Turkey recently introduced a draft crypto bill to regulate the cryptocurrency market following international standards. The proposed legislation covers various aspects of the crypto industry, including virtual asset service providers, trading platforms, asset storage, and transactions conducted by Turkish residents. The bill requires all cryptocurrency service providers operating in Turkey to obtain licenses and register with the Capital Markets Board, the nation’s financial regulator.
In addition to consumer protection, the draft crypto bill also aims to strengthen revenue collection by tasking regulatory bodies with enforcement capabilities. The government prioritizes fostering a locally regulated ecosystem by prohibiting foreign crypto brokers from operating in Turkey without obtaining the necessary licenses and adhering to the proposed regulations. The legislation aligns Turkey’s crypto regulations with international standards set by the Financial Action Task Force, incorporating the FATF’s Travel Rule to ensure accurate information sharing in digital asset transactions.
Turkey’s move to strengthen crypto regulations follows the country’s placement on the FATF’s “gray list” in October 2021 due to inadequate implementation of Anti-Money Laundering measures. The government’s initiative to regulate the crypto space was sparked by the need to protect the nation’s fiat currency, the Turkish lira, from the intrusion of cryptocurrencies. While there was initially backlash from Turkey’s crypto communities, government officials engaged with various stakeholders to address concerns and develop a more inclusive regulatory framework.

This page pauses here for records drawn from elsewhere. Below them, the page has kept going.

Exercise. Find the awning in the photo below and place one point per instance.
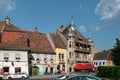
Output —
(80, 66)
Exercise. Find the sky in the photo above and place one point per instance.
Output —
(99, 19)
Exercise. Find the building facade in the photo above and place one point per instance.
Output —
(13, 49)
(61, 52)
(43, 61)
(78, 47)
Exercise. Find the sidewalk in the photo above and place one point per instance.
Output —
(44, 76)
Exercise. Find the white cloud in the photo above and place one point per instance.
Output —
(6, 6)
(99, 28)
(82, 29)
(108, 9)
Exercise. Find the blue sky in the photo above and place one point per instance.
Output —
(98, 18)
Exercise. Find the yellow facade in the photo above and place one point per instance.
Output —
(61, 59)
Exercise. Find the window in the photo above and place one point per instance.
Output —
(51, 60)
(45, 60)
(6, 70)
(70, 55)
(99, 63)
(61, 56)
(6, 56)
(17, 57)
(37, 60)
(103, 63)
(70, 44)
(17, 69)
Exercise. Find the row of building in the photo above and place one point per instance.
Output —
(39, 53)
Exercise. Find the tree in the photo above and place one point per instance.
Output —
(116, 53)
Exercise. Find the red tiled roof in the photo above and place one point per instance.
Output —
(19, 43)
(10, 36)
(39, 42)
(8, 27)
(58, 41)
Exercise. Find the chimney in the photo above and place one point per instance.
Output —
(7, 21)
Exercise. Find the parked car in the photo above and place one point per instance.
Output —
(80, 77)
(63, 77)
(17, 75)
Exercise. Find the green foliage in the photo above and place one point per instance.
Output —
(109, 71)
(116, 53)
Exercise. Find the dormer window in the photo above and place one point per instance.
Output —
(6, 57)
(17, 57)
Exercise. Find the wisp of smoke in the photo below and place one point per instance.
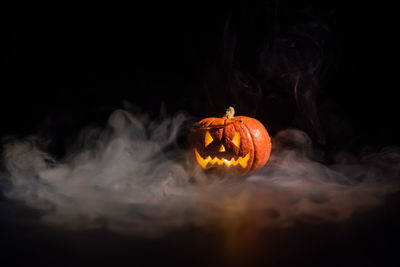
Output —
(131, 177)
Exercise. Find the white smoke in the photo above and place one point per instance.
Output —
(132, 178)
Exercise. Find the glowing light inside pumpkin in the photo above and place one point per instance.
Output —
(204, 162)
(236, 139)
(208, 139)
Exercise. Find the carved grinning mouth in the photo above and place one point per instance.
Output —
(242, 161)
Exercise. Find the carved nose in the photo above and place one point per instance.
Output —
(222, 148)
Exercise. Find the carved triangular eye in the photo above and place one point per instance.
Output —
(208, 139)
(236, 139)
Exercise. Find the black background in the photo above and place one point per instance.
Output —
(64, 68)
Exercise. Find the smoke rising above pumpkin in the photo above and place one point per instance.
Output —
(132, 177)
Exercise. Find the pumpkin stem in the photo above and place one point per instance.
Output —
(230, 113)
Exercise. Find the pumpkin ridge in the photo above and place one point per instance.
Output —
(254, 147)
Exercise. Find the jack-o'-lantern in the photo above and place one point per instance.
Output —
(230, 145)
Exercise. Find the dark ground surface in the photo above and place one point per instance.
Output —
(63, 69)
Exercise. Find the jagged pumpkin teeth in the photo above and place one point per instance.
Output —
(230, 145)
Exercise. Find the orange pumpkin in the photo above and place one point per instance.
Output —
(230, 145)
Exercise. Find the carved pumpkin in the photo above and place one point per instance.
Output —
(230, 145)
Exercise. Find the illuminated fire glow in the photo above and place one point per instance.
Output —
(204, 162)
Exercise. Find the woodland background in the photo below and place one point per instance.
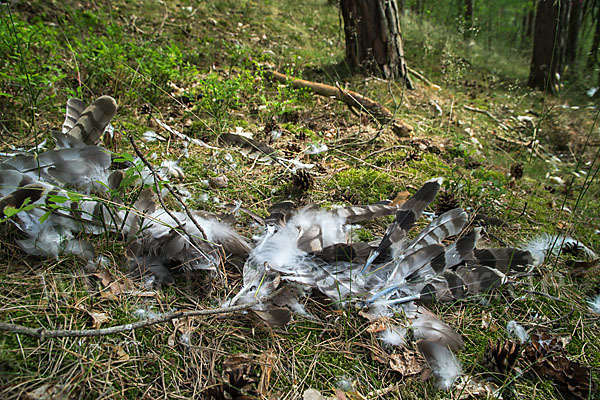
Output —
(526, 156)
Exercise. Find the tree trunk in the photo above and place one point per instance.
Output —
(549, 45)
(527, 31)
(468, 28)
(373, 39)
(575, 17)
(593, 57)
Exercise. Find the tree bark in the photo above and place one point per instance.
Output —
(593, 57)
(373, 39)
(549, 45)
(528, 19)
(575, 17)
(468, 28)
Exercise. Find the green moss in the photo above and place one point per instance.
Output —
(366, 185)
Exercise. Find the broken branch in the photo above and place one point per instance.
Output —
(350, 98)
(43, 333)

The draft crypto bill emphasizes the importance of aligning Turkey’s regulations with international standards to combat money laundering and terrorist financing. By proposing a comprehensive regulatory framework, Turkish authorities aim to balance citizen concerns while fostering a secure and reliable crypto market. The bill outlines provisions related to licensing, registration, asset storage, and revenue collection to ensure compliance with global standards and protect consumers in the cryptocurrency industry.
Overall, Turkey’s draft crypto bill represents a significant step towards regulating and strengthening the cryptocurrency market in the country. By aligning with international standards and prioritizing consumer protection, the proposed legislation aims to create a more secure and transparent crypto ecosystem in Turkey. The bill also addresses concerns related to revenue collection and the operation of foreign crypto brokers, demonstrating the government’s commitment to fostering a locally regulated market while adhering to global regulations set by the FATF.